Despite the pumping, the John Deere equipment made holes and dozers extracting stuck tractors left ruts. Holden covered them with plywood sheets. “The rain and groundwater were killing us,” he says.
After setting the tanks, the crew tied in the building sewers. Because groundwater seeped into the septic tanks until backfilled, they were pumped weekly or more often when it rained.
While some workers installed a 6-inch PVC underdrain 5 feet above the head of the new drainfields to control groundwater, others began installing Drainfield 5 in the only expanse without galleys. Holden’s dump trucks hauled sand daily from Windham Materials’ wash plant and stockpiled it on an area off the traffic pad. Two John Deere 624K wheel loaders transported a total 2,000 cubic yards of sand to the prepared leachfields and a John Deere 333 track loader spread it.
“We built the beds in two 11-inch lifts and verified grades with a Topcon rotary laser,” says Holden. “The select fill extended five feet laterally on both sides, 10 feet upgradient, and 25 feet downgradient.”
Meanwhile other workers decommissioned the existing septic tanks, but the galleys remained active. Once they were pumped and removed, the new septic tanks became holding tanks until the replacement of the associated drainfield.

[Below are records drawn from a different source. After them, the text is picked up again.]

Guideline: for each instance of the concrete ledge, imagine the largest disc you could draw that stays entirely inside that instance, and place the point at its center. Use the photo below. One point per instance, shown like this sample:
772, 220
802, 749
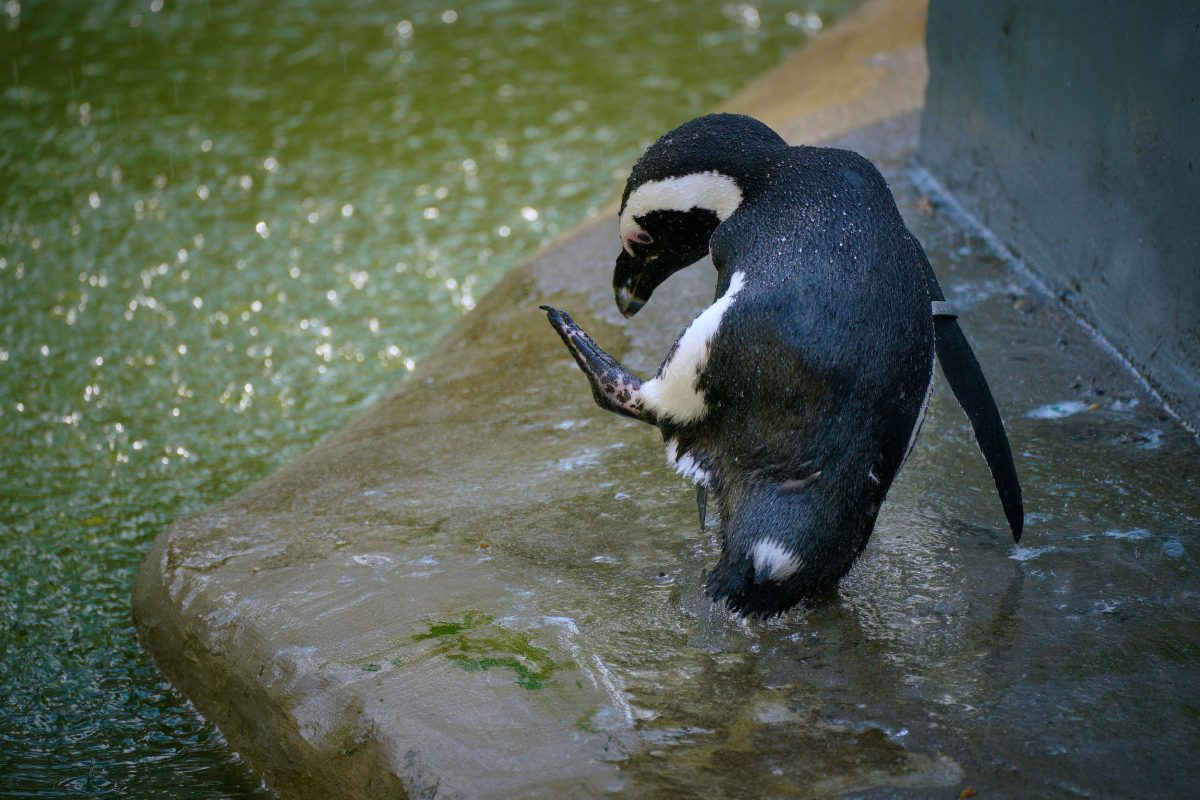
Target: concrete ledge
1073, 137
486, 588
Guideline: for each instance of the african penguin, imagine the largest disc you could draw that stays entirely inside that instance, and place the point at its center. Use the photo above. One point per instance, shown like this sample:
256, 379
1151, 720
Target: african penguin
795, 398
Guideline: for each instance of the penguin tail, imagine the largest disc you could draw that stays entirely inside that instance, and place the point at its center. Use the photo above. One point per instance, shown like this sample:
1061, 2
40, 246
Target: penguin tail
966, 379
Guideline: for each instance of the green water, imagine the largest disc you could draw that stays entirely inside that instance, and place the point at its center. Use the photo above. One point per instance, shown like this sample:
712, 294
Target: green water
227, 227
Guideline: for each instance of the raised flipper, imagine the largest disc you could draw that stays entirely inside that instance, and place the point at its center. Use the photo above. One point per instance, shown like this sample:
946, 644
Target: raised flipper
970, 388
615, 388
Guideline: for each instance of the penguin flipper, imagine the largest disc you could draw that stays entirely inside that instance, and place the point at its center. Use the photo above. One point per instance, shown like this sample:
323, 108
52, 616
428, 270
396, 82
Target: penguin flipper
970, 388
613, 388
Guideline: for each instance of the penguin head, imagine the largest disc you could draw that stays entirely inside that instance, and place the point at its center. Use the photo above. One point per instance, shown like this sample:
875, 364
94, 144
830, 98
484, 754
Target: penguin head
679, 191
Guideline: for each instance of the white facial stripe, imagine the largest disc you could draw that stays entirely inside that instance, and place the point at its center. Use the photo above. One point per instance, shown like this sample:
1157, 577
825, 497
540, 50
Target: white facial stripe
713, 191
672, 394
773, 561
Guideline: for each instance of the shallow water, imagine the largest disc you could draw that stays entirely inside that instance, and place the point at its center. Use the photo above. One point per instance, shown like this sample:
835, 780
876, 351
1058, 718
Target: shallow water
223, 230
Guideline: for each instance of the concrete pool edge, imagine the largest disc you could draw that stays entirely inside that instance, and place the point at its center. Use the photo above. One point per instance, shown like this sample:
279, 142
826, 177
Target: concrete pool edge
877, 60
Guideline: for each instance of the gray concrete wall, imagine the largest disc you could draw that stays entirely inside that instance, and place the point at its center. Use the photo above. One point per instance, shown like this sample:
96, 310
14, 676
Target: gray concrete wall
1072, 130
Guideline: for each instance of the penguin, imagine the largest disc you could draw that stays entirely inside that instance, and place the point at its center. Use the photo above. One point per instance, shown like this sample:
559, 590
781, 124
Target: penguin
793, 400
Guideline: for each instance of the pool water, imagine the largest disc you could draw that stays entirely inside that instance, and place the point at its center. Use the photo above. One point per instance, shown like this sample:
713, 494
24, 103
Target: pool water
226, 228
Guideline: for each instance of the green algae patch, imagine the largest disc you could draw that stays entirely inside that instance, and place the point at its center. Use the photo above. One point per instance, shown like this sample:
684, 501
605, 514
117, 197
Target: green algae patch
479, 644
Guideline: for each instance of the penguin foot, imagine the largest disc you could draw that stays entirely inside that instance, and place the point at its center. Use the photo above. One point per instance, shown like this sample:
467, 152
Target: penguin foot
613, 388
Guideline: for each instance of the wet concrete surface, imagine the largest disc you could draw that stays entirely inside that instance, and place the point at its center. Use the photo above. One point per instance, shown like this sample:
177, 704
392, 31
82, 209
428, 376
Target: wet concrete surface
486, 587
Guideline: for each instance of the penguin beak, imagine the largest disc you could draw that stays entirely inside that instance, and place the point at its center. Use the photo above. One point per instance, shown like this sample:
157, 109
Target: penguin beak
625, 286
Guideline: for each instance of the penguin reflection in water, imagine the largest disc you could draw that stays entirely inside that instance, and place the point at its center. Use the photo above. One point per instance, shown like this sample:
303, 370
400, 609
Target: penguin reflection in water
793, 398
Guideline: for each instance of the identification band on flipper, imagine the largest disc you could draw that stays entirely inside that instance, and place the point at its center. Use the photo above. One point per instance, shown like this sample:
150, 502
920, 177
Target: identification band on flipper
945, 310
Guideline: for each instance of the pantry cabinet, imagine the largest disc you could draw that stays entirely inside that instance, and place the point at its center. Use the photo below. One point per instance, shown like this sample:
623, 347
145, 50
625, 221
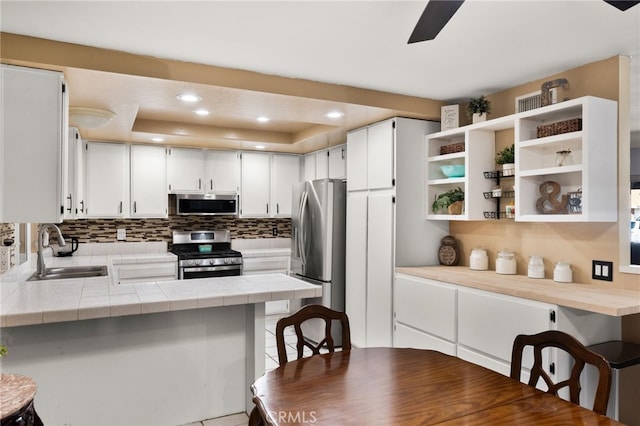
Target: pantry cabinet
148, 181
185, 167
107, 182
34, 126
267, 181
385, 224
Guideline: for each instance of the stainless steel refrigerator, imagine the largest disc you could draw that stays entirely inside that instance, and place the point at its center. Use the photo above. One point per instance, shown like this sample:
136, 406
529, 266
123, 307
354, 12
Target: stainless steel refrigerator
318, 244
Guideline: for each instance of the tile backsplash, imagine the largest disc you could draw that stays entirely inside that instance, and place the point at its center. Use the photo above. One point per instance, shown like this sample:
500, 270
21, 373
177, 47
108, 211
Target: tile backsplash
147, 230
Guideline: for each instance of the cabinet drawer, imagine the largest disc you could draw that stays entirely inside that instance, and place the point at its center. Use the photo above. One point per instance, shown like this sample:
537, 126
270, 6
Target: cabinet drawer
426, 305
406, 337
489, 323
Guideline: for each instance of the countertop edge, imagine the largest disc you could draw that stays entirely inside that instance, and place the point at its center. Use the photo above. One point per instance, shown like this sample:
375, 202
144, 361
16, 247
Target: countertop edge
587, 297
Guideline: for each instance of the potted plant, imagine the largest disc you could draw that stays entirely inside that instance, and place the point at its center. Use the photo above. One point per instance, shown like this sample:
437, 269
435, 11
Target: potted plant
478, 108
506, 158
452, 200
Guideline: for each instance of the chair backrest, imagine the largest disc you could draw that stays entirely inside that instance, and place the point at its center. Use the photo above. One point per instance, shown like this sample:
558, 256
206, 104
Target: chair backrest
581, 356
312, 312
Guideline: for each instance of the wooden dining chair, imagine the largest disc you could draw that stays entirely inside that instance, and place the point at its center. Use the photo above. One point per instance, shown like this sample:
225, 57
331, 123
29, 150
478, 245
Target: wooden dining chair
306, 313
581, 356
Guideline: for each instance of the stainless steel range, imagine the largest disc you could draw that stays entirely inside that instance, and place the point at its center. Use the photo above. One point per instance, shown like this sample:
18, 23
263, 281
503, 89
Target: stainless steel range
205, 254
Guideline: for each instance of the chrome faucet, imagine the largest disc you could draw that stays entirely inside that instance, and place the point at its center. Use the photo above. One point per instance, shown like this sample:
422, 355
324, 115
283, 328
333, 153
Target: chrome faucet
40, 269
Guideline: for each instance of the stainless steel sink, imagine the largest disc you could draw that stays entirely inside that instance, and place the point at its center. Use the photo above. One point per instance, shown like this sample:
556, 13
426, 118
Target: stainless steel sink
71, 272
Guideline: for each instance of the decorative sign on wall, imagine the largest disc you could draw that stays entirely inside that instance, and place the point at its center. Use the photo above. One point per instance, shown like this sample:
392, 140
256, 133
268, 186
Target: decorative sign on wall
449, 117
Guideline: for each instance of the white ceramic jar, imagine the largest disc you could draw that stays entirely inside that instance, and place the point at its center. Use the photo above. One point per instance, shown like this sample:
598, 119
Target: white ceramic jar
562, 272
536, 267
479, 261
506, 262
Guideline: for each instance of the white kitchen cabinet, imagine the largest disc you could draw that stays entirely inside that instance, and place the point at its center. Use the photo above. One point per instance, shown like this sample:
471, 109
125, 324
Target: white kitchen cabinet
185, 170
107, 184
74, 180
255, 186
222, 172
148, 181
338, 162
590, 173
425, 314
267, 181
34, 128
385, 224
285, 171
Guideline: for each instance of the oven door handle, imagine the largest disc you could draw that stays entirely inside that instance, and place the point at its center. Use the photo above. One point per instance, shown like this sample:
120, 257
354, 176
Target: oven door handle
210, 268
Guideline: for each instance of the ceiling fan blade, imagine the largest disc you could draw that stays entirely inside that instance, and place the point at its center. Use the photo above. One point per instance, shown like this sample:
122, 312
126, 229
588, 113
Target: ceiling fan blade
433, 19
622, 4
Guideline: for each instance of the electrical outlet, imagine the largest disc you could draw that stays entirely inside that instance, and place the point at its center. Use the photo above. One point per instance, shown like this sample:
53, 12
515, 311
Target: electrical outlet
602, 270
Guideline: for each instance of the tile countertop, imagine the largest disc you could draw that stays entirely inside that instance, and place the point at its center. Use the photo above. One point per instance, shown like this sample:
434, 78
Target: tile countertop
25, 302
587, 297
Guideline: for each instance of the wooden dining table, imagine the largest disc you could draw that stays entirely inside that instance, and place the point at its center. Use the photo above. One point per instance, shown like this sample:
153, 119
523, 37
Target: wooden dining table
402, 386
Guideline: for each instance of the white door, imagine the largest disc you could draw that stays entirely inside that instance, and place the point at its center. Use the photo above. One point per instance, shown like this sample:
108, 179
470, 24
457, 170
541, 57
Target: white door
222, 172
185, 170
356, 268
148, 181
107, 180
338, 162
357, 160
285, 172
379, 269
254, 197
380, 161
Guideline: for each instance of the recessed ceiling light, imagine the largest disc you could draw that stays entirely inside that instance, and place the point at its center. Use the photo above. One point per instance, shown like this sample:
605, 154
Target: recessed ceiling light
189, 97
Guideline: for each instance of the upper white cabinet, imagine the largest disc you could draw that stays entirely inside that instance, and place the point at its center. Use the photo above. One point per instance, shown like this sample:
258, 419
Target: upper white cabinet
33, 152
580, 187
107, 173
148, 181
74, 180
267, 181
327, 163
185, 167
222, 172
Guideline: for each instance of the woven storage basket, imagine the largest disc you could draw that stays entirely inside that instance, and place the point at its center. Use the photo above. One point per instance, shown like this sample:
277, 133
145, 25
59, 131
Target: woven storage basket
560, 127
450, 149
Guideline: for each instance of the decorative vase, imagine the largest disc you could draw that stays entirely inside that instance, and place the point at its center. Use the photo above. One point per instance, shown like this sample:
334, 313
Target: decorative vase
508, 169
479, 117
455, 208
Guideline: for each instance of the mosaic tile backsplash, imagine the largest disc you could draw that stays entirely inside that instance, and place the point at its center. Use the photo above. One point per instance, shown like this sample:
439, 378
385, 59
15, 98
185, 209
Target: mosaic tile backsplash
146, 230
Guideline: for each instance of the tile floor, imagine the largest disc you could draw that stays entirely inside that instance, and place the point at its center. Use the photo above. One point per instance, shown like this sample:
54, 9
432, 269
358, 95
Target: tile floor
271, 362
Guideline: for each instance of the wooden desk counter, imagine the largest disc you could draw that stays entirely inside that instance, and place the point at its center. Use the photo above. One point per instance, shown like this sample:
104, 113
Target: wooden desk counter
587, 297
399, 386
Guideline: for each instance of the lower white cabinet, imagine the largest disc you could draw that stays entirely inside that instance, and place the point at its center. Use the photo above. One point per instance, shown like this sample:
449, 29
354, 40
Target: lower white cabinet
480, 327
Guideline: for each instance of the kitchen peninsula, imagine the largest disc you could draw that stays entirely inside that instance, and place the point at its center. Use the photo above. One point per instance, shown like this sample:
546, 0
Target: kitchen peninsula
147, 353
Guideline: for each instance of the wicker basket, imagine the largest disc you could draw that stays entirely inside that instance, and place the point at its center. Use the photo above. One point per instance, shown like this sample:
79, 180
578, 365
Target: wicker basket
450, 149
560, 127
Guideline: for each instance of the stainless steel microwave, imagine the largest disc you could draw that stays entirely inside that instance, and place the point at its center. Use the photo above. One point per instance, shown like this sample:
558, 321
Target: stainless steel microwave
207, 204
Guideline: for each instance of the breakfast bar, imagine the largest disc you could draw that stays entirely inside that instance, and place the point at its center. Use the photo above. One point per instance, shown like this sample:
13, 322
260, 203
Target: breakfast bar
148, 353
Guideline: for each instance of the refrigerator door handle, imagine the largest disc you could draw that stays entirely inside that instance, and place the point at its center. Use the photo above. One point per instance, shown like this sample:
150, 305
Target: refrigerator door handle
301, 245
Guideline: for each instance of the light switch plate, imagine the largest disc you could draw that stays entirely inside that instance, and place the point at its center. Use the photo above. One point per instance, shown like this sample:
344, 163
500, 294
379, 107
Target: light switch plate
602, 270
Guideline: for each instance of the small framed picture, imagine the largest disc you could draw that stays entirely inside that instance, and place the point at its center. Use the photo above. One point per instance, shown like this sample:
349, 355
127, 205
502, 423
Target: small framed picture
449, 117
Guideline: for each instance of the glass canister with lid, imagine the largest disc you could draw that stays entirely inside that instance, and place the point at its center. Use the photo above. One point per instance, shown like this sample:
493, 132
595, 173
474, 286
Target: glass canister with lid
479, 261
506, 262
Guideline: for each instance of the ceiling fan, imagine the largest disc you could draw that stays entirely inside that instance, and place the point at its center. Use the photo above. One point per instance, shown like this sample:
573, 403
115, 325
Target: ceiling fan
438, 12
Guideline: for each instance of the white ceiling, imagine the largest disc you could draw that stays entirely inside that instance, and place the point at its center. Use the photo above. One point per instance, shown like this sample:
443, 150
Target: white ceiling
487, 46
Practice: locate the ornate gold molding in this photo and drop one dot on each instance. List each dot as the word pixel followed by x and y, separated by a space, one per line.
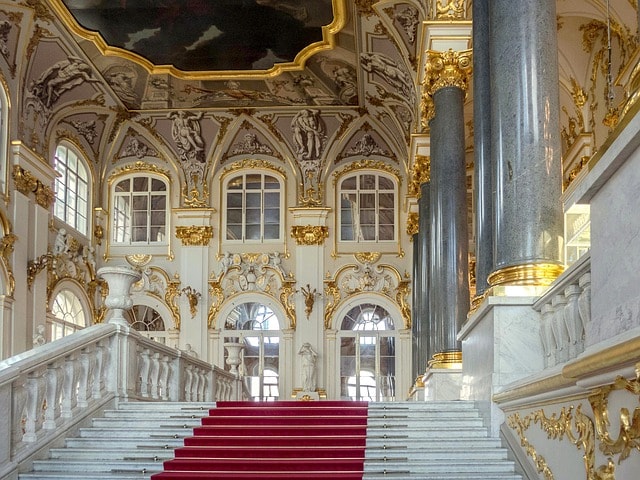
pixel 446 360
pixel 444 69
pixel 329 33
pixel 27 183
pixel 420 173
pixel 532 274
pixel 309 234
pixel 138 167
pixel 195 236
pixel 370 164
pixel 413 220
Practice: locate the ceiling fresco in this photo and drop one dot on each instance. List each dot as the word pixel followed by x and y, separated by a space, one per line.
pixel 204 35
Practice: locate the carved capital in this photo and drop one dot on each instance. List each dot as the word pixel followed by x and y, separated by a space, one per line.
pixel 195 236
pixel 309 234
pixel 444 69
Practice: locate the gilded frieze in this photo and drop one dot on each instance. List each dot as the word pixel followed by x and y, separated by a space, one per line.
pixel 365 277
pixel 586 433
pixel 309 234
pixel 194 235
pixel 252 272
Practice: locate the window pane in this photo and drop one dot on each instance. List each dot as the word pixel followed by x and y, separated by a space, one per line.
pixel 253 232
pixel 272 232
pixel 158 185
pixel 234 232
pixel 140 184
pixel 385 183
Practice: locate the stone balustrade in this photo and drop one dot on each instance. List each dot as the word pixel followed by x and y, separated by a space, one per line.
pixel 50 389
pixel 565 312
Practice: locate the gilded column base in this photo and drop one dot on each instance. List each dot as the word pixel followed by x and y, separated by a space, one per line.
pixel 532 274
pixel 446 360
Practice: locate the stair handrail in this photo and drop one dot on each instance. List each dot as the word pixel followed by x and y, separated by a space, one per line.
pixel 52 388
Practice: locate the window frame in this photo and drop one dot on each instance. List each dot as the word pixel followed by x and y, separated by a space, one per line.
pixel 68 188
pixel 128 232
pixel 355 242
pixel 244 207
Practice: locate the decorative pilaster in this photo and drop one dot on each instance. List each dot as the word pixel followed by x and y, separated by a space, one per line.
pixel 525 143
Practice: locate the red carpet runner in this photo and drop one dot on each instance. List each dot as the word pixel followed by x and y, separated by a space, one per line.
pixel 274 440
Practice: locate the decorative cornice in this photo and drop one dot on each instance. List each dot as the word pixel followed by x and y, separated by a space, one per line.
pixel 444 69
pixel 309 234
pixel 27 183
pixel 195 236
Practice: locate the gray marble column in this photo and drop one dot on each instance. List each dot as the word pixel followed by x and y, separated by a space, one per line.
pixel 525 142
pixel 448 278
pixel 421 284
pixel 483 188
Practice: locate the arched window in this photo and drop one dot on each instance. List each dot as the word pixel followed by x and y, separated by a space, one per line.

Because this was Holden and Green’s first experience with the leaching system, two company representatives arrived to help train and install Drainfield 5. “The installation went smoothly,” says Holden. “Like everything in excavation, the success of the project depended on diligent prep work.”
The control panels also run the SoilAir systems. “We hooked up the piping and set the parameters so they’re ready to activate if needed,” says Green. Work concluded at the end of January 2024.